Q1 preliminary productivity increased 1.6% a little better than expected (+1.0%) but weaker than Q4 2010 at 2.6%. Q1 unit labor costs were up 1.0% a tad higher than thought (+0.8%), costs in Q4 were down 0.6%.

Crude oil last Friday traded at $114.00, this morning $106.00; gold last Friday $1560.00, now $1504.00, silver, copper and other commodities all reversing after months of increased prices. Markets seem to go from one bubble to the next, the commodity bubble being the latest and now bursting.

The Bank of England kept its benchmark interest rate at a record low (0.5%) as signs the recovery is losing momentum kept a majority of policy makers focused on stimulating growth during the government’s fiscal squeeze.

Jean-Claude Trichet, ECB chief left interest rates unchanged after recent increases to fight off inflation. He said the bank will monitor upside inflation risks “very closely,” suggesting it may wait until after June to raise interest rates again. “It is essential that recent price developments do not give rise to broad-based inflationary pressures,” Trichet commented after leaving rates unchanged at 1.25%. Central banks in the Philippines and Malaysia today raised interest rates, and India this week increased its borrowing costs for the ninth time since March 2010. Rates in China, may rise further after its central bank said yesterday that taming inflation is its top priority.

The bond and mortgage markets are better this morning but have already slipped back from their best levels at 9:00 after the data at 8:30. The 10 hit 3.17% at 9:00, at 9:30 3.19%; mortgage prices at 9:00 +8/32 (.25 bp), at 9:30 +4/32 (.12 bp). The technical's are in overbought levels on the momentum oscillators and relative strength index, the potential of some consolidation exists now. At 9:30 the DJIA opened -51, as long as the indexes are weaker the bond and mortgage markets should hold gains; any recovery in equities with bond mkt overbought will likely pressure prices in mortgages.
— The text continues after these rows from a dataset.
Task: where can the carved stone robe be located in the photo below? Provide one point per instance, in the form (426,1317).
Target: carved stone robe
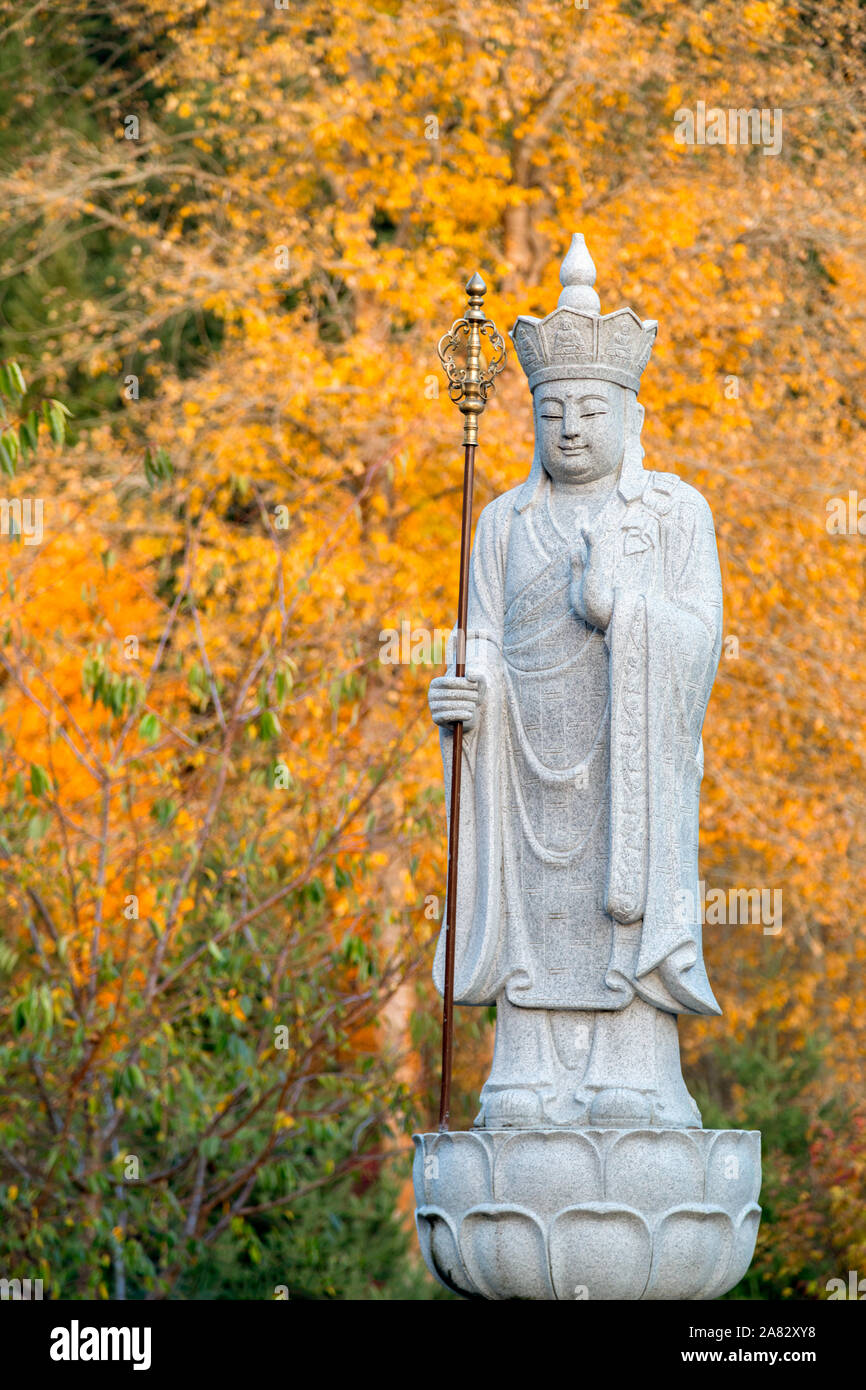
(577,881)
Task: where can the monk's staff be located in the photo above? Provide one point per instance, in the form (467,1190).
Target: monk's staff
(470,378)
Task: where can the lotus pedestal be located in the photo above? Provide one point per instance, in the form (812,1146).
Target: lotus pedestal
(588,1214)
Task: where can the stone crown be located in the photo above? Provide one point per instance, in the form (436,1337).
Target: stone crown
(576,341)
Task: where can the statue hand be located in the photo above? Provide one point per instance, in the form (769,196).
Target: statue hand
(455,699)
(592,592)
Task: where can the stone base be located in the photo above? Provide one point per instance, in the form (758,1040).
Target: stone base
(588,1214)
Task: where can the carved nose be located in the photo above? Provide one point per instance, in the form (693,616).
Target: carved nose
(570,426)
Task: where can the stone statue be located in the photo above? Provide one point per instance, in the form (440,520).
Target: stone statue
(592,641)
(594,637)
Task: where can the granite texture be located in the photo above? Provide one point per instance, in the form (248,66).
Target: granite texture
(592,642)
(588,1214)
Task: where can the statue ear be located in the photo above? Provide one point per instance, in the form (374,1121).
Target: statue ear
(633,455)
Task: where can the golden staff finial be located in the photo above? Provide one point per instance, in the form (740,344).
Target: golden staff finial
(469,387)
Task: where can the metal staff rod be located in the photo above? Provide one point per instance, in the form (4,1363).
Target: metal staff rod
(470,378)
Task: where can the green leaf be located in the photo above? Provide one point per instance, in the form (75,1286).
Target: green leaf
(39,780)
(17,377)
(268,724)
(149,729)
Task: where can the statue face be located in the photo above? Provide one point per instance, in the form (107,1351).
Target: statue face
(580,428)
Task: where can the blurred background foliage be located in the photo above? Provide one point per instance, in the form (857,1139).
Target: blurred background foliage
(230,236)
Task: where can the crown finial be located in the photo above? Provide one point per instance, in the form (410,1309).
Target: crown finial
(577,278)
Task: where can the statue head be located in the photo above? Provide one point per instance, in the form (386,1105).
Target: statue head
(583,427)
(584,371)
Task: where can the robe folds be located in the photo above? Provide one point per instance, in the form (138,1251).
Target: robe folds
(577,883)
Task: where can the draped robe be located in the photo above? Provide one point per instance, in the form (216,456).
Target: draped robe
(577,881)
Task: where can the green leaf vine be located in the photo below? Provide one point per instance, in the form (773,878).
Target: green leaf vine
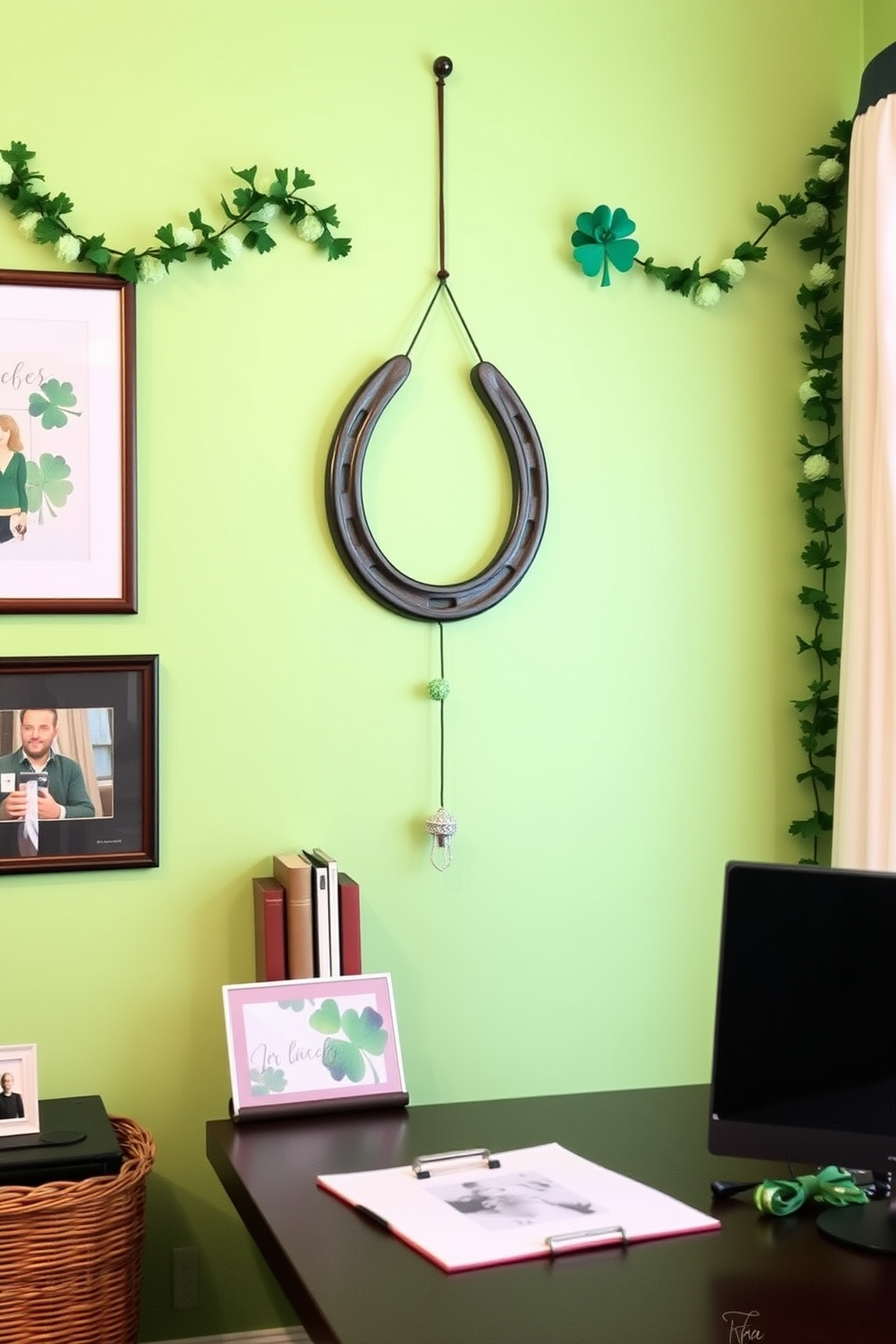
(248,214)
(819,207)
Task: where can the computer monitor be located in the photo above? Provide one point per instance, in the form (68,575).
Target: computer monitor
(804,1065)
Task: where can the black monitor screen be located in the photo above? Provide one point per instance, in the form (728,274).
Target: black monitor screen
(805,1046)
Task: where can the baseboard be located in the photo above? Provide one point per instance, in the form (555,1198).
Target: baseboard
(283,1335)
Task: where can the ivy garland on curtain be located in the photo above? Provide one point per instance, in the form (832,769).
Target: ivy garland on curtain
(602,239)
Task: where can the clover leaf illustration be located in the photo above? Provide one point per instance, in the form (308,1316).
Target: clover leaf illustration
(47,482)
(50,405)
(327,1018)
(364,1036)
(266,1081)
(601,239)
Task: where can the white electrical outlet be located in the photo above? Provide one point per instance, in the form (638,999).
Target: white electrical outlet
(184,1277)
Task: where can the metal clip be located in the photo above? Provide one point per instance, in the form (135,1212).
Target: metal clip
(562,1242)
(462,1157)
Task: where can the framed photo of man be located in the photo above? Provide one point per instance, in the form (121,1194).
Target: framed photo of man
(66,443)
(79,763)
(18,1090)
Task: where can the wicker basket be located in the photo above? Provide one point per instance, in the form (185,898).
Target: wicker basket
(70,1253)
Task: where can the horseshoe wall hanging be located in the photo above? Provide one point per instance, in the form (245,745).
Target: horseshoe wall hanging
(345,515)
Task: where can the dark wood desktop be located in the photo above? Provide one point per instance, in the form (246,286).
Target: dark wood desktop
(760,1278)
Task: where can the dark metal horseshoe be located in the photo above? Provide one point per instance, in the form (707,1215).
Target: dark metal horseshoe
(350,531)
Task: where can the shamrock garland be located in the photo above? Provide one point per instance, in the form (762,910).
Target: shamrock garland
(251,207)
(603,239)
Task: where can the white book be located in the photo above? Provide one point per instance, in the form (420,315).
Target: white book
(335,933)
(531,1202)
(320,901)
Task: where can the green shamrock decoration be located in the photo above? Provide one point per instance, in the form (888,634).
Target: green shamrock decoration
(327,1018)
(47,482)
(601,239)
(364,1035)
(50,406)
(264,1082)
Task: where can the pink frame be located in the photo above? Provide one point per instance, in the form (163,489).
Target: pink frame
(281,1032)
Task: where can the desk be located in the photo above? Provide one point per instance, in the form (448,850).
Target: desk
(353,1283)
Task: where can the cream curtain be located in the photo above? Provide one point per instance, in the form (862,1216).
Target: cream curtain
(865,789)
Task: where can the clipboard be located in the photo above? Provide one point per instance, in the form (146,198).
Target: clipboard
(471,1209)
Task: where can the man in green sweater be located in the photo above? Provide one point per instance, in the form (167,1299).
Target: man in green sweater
(65,795)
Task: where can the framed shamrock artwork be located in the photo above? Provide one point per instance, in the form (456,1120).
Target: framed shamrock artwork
(66,443)
(312,1044)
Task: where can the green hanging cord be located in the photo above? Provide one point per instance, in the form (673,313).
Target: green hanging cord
(832,1186)
(441,826)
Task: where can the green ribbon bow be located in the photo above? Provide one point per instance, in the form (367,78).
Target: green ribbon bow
(832,1186)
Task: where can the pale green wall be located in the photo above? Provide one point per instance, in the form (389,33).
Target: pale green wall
(879,26)
(620,726)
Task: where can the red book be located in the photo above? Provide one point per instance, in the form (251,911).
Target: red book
(350,925)
(270,929)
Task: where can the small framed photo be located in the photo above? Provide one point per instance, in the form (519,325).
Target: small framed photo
(312,1044)
(66,443)
(19,1090)
(79,763)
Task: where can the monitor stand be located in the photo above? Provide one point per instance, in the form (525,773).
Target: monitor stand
(869,1226)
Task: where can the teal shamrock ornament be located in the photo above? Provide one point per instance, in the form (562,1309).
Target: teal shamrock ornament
(602,239)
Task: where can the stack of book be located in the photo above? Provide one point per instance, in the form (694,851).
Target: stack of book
(308,919)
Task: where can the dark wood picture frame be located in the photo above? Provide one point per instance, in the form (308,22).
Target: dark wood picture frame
(68,360)
(107,711)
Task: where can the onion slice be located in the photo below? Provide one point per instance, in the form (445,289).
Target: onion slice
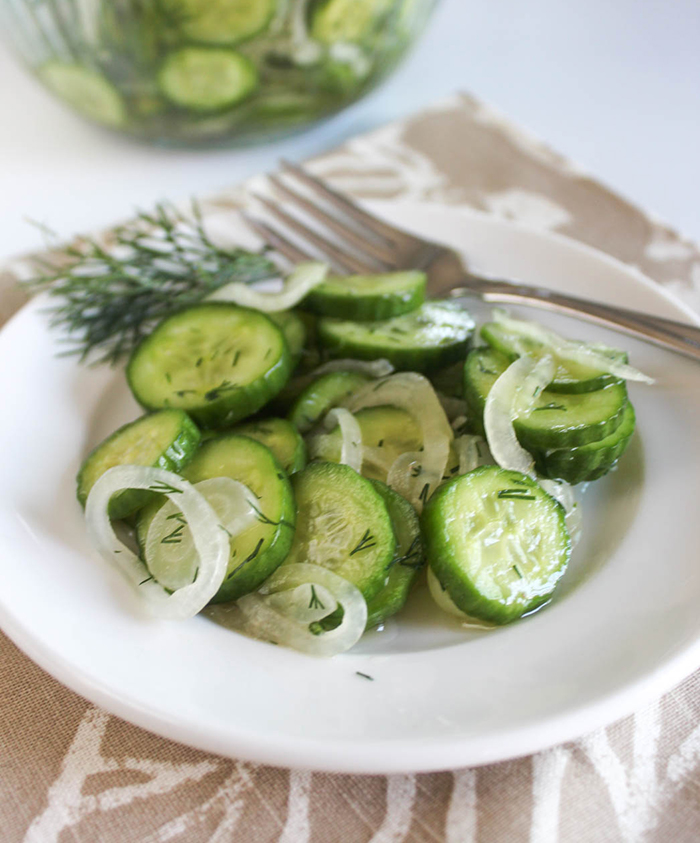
(168,545)
(513,394)
(297,286)
(210,541)
(297,595)
(588,354)
(351,450)
(467,449)
(414,474)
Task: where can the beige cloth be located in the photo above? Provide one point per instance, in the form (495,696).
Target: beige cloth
(70,772)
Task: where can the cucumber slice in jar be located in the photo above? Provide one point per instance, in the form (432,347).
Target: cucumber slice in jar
(497,543)
(321,395)
(367,298)
(435,335)
(222,22)
(334,21)
(217,361)
(206,79)
(262,547)
(387,432)
(588,462)
(558,420)
(342,525)
(408,559)
(570,375)
(87,91)
(167,439)
(282,438)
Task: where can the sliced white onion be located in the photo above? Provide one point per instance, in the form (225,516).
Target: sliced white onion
(454,407)
(373,368)
(351,449)
(210,541)
(415,474)
(169,547)
(513,394)
(467,449)
(564,493)
(588,354)
(276,613)
(297,286)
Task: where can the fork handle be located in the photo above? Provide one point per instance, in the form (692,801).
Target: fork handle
(667,333)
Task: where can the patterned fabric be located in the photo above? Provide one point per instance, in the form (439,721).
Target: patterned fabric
(71,772)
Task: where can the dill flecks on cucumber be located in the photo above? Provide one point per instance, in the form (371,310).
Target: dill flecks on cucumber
(331,513)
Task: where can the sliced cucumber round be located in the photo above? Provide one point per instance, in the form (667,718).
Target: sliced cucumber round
(167,439)
(570,376)
(558,420)
(86,90)
(368,297)
(588,462)
(497,543)
(260,549)
(408,559)
(334,21)
(387,432)
(434,335)
(206,79)
(220,21)
(217,361)
(342,525)
(281,437)
(321,395)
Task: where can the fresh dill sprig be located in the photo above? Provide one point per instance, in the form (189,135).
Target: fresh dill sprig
(111,296)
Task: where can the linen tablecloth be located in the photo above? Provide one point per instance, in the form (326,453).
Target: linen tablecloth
(71,772)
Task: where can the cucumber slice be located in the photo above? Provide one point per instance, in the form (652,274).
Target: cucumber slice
(333,21)
(387,432)
(282,438)
(87,91)
(588,462)
(407,561)
(294,330)
(368,297)
(206,79)
(167,439)
(558,420)
(260,549)
(321,395)
(342,525)
(450,380)
(217,361)
(570,376)
(497,542)
(222,22)
(436,334)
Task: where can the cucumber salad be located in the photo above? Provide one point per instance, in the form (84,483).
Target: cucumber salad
(309,456)
(212,71)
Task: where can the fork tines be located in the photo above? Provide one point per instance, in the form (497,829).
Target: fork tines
(348,237)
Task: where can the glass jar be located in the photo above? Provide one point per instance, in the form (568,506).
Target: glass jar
(216,72)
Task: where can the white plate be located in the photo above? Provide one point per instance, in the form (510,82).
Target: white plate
(624,625)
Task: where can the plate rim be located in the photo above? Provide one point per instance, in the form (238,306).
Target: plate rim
(303,754)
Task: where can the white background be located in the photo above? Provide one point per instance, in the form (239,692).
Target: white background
(613,84)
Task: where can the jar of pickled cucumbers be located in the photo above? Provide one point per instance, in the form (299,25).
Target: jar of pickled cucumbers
(216,72)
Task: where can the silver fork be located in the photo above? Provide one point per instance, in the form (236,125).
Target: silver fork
(363,243)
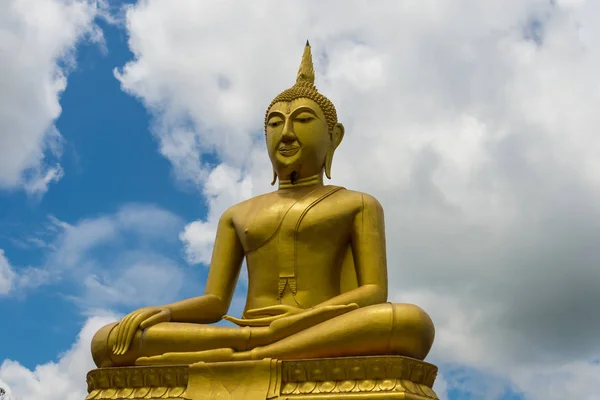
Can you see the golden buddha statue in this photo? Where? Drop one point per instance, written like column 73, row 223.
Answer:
column 316, row 258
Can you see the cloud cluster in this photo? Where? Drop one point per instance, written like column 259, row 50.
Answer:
column 474, row 123
column 123, row 259
column 38, row 39
column 63, row 379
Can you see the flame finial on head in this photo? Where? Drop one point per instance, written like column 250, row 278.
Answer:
column 305, row 88
column 306, row 72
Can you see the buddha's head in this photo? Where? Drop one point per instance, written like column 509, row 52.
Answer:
column 301, row 128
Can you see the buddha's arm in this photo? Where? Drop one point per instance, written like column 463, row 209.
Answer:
column 368, row 248
column 223, row 274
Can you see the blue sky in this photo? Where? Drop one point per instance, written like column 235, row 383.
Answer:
column 152, row 156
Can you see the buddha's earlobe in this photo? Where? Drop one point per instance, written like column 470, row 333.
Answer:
column 328, row 162
column 336, row 138
column 274, row 177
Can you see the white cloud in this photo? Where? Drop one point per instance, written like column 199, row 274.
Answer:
column 119, row 259
column 7, row 275
column 63, row 379
column 474, row 123
column 37, row 43
column 225, row 186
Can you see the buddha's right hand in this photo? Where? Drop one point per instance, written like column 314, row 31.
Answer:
column 139, row 319
column 311, row 317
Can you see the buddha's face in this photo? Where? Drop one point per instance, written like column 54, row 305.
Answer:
column 298, row 138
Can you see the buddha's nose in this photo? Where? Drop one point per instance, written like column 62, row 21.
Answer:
column 288, row 134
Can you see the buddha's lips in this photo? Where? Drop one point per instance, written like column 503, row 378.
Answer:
column 289, row 151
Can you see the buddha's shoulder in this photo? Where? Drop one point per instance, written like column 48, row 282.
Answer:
column 356, row 199
column 245, row 206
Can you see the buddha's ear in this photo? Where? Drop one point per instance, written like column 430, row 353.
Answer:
column 274, row 177
column 336, row 138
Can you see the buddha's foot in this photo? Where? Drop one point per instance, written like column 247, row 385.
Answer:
column 218, row 355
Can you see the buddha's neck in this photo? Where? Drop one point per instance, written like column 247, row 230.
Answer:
column 314, row 180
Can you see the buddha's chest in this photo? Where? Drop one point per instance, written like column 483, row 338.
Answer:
column 289, row 220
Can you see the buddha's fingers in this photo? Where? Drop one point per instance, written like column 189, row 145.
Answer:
column 266, row 321
column 216, row 355
column 121, row 327
column 312, row 317
column 163, row 316
column 277, row 309
column 131, row 329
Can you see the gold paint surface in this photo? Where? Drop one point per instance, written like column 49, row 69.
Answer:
column 387, row 377
column 317, row 290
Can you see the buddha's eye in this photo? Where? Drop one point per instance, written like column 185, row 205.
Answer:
column 304, row 120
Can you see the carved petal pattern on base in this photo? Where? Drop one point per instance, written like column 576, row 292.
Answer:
column 386, row 377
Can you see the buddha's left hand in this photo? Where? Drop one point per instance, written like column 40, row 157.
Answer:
column 265, row 315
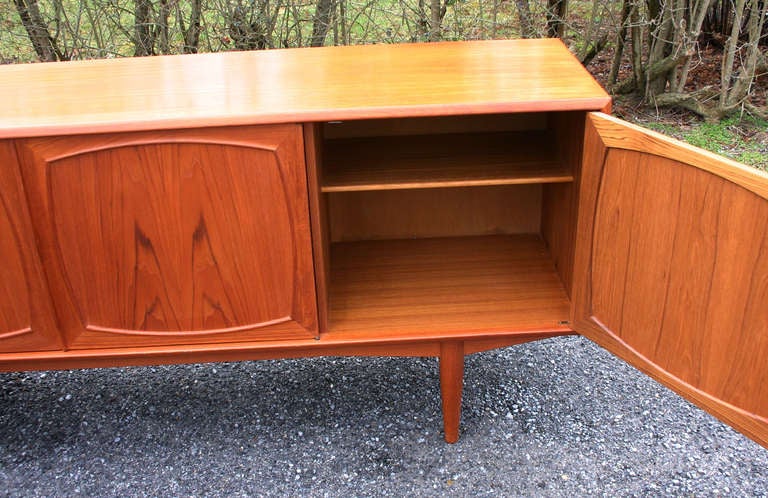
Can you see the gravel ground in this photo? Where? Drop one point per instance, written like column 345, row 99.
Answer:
column 555, row 418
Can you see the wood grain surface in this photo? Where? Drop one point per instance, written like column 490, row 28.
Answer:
column 27, row 322
column 438, row 212
column 673, row 268
column 445, row 286
column 175, row 237
column 293, row 86
column 446, row 160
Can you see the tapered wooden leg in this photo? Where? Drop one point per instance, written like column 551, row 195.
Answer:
column 451, row 384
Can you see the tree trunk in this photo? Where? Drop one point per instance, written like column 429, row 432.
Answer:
column 143, row 37
column 526, row 22
column 321, row 22
column 621, row 39
column 192, row 33
column 746, row 75
column 557, row 10
column 161, row 27
column 437, row 12
column 37, row 30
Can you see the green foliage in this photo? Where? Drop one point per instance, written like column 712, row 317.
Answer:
column 744, row 139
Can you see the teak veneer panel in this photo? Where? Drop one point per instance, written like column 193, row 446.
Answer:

The wider perspective remains positive, however at present low yields we wonder how much lower rates can fall.

Nothing left today in terms of scheduled news; the rest of the day will be guided by the equity market trading. Tomorrow the April employment report which now is expected to show less job growth than was expected earlier this week after the ADP report yesterday and the increase in weekly claims last week and this week although today's claims are not part of the data gathered for tomorrow's report.